How is numpy multi_dot slower than numpy.dot?

2020-05-02 03:04发布

问题:

I'm trying to optimize some code that performs lots of sequential matrix operations.

I figured numpy.linalg.multi_dot (docs here) would perform all the operations in C or BLAS and thus it would be way faster than going something like arr1.dot(arr2).dot(arr3) and so on.

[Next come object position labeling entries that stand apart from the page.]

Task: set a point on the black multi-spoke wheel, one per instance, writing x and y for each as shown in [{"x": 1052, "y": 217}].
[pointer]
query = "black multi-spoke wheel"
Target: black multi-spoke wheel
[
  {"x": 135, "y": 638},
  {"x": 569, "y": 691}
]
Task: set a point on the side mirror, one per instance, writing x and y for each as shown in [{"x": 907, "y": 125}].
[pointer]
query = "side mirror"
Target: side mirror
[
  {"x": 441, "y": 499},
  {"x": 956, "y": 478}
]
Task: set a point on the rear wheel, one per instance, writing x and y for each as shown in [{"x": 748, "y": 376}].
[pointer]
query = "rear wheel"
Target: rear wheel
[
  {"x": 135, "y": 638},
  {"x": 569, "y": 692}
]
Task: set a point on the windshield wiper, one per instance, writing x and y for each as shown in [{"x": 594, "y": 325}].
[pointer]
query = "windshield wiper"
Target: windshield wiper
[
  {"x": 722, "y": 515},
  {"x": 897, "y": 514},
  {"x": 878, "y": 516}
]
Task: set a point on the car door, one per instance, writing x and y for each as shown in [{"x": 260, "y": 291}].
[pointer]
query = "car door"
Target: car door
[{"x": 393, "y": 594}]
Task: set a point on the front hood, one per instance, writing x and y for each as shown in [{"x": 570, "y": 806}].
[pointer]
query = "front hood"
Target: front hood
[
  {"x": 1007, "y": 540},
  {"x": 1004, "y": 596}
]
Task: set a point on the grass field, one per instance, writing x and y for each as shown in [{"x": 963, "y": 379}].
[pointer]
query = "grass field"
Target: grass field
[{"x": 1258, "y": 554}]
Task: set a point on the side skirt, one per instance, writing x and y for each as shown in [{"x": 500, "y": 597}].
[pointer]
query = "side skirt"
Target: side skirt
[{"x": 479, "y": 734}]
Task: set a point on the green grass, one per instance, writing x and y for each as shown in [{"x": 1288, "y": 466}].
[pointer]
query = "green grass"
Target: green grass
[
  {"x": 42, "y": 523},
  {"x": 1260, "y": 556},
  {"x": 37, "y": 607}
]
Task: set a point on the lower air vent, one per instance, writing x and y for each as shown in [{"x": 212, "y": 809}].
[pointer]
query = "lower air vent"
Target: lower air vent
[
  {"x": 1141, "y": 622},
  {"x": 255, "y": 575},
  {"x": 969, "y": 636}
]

I was really surprised running this code on a notebook:

v1 = np.random.rand(2,2)

v2 = np.random.rand(2,2)



%%timeit 
    ​    
v1.dot(v2.dot(v1.dot(v2)))

The slowest run took 9.01 times longer than the fastest. This could mean that an intermediate result is being cached.
100000 loops, best of 3: 3.14 µs per loop



%%timeit        ​

np.linalg.multi_dot([v1,v2,v1,v2])

The slowest run took 4.67 times longer than the fastest. This could mean that an intermediate result is being cached.
10000 loops, best of 3: 32.9 µs per loop

To find out that the same operation is about 10x slower using multi_dot.

My questions are:

  • Am I missing something ? does it make any sense ?
  • Is there another way to optimize sequential matrix operations ?
  • Should I expect the same behavior using cython ?

回答1:

It's because your test matrices are too small and too regular; the overhead in figuring out the fastest evaluation order may outweights the potential performance gain.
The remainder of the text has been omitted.